Many people feel that the days before vacation are the busiest.  I’m not sure that’s always true (although it often feels like that) but it’s this hectic pace that makes the arrival into the forest just that much more dramatic.  It’s kind of like going outside in winter – it doesn’t feel ‘THAT’ cold until you step outside after arriving on an airplane from the south.  There’s a period of shock and your senses are momentarily overloaded until you adjust to your new surroundings.
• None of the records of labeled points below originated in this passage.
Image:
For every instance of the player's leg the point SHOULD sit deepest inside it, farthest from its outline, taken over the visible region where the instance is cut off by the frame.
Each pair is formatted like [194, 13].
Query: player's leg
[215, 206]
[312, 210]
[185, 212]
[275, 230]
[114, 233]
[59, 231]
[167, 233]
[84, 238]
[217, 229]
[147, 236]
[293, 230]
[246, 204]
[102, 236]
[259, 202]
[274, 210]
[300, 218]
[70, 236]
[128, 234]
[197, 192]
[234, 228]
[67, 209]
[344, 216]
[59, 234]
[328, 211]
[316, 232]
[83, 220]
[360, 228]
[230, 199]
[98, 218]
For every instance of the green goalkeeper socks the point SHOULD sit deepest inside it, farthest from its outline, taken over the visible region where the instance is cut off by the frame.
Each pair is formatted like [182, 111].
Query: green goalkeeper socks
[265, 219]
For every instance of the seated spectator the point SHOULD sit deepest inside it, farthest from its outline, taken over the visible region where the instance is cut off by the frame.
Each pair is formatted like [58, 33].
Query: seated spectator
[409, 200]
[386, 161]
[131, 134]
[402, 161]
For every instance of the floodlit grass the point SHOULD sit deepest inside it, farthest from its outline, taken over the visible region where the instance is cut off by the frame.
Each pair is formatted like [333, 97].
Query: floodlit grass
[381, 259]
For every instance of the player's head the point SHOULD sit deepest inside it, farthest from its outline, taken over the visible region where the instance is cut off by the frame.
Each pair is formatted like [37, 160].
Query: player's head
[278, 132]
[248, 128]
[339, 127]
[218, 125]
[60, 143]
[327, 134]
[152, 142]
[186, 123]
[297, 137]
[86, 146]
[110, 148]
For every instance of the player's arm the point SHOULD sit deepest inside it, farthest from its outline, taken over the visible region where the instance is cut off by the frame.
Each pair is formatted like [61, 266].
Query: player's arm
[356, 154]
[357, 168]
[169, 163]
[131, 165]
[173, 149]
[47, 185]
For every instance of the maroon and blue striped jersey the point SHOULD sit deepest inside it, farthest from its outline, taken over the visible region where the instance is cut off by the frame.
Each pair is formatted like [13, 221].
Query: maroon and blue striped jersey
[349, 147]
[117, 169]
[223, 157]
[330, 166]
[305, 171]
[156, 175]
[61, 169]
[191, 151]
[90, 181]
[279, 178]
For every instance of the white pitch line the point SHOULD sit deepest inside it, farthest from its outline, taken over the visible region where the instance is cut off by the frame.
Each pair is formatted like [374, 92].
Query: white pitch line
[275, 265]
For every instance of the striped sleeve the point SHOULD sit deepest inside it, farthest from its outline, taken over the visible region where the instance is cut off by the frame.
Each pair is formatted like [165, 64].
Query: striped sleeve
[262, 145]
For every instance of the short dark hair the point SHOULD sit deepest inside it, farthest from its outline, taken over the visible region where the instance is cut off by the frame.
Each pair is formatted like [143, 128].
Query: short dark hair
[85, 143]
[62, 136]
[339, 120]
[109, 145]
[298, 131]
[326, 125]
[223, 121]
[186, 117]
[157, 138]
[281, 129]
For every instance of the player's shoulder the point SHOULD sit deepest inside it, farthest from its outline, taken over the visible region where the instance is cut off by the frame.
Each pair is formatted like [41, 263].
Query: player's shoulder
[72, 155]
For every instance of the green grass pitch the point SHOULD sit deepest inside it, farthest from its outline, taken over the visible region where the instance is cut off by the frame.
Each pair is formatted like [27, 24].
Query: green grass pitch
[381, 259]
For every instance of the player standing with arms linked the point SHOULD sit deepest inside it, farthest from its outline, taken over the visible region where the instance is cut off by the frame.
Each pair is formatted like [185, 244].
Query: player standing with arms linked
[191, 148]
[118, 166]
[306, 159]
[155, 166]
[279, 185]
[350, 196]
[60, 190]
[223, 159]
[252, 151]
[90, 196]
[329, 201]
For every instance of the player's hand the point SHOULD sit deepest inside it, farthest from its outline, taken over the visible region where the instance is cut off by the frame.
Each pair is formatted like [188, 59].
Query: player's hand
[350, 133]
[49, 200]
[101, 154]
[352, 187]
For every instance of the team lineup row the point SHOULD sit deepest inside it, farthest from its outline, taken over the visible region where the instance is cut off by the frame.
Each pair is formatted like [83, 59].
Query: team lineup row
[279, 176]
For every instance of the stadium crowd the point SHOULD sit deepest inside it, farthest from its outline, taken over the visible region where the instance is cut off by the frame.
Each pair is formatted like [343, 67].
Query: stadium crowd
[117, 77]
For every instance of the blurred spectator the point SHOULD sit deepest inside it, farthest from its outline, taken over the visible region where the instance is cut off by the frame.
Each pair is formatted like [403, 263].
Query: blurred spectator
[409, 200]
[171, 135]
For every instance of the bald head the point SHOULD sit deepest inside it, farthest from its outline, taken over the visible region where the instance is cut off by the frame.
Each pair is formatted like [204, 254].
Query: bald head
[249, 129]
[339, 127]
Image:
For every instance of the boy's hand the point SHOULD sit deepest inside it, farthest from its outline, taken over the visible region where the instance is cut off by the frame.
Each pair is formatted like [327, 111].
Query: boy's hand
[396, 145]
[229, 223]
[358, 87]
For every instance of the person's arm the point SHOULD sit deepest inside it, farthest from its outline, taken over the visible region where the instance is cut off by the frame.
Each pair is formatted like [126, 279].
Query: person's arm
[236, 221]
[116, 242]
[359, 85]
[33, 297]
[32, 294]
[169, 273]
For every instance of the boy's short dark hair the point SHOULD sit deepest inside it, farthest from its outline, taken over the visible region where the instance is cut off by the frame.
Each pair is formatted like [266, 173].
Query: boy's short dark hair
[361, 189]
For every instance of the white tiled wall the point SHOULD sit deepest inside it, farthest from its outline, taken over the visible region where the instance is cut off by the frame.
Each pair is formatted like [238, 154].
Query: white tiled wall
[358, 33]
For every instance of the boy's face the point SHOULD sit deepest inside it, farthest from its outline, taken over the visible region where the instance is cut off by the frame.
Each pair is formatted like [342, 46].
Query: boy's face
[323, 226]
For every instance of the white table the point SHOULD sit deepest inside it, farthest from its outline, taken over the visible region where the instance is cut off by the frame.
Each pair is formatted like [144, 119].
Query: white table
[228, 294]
It’s even more bewildering knowing that similar feelings will repeat less than a week later when I return to the city.  What seems normal (though swift) today will be nearly overwhelming.  A year of living downtown makes me almost numb to the sounds of the screeching brakes of a streetcar until I come back from 7 days in the forest and the sounds are almost enough to knock you to your knees.

I’ve lost count of how many moose hunts this is for me.  I’ve been in the woods during hunting season most of my life (and 23 years with a gun) and this is probably my 18th or 19th as a full-time moose hunter.   

My total kills in that time amount to a grand total of 3 birds.  This also makes it natural to wonder if this will be the year that I will have a chance to harvest an animal.  It’s an opportunity that comes with many mixed emotions including absolute uncertainty (how can one be certain about something they have never done before?).

So today I simply share the emotions of the pre-hunt.  It feels a lot like a stomach full of popcorn in hot oil – and I’m smiling.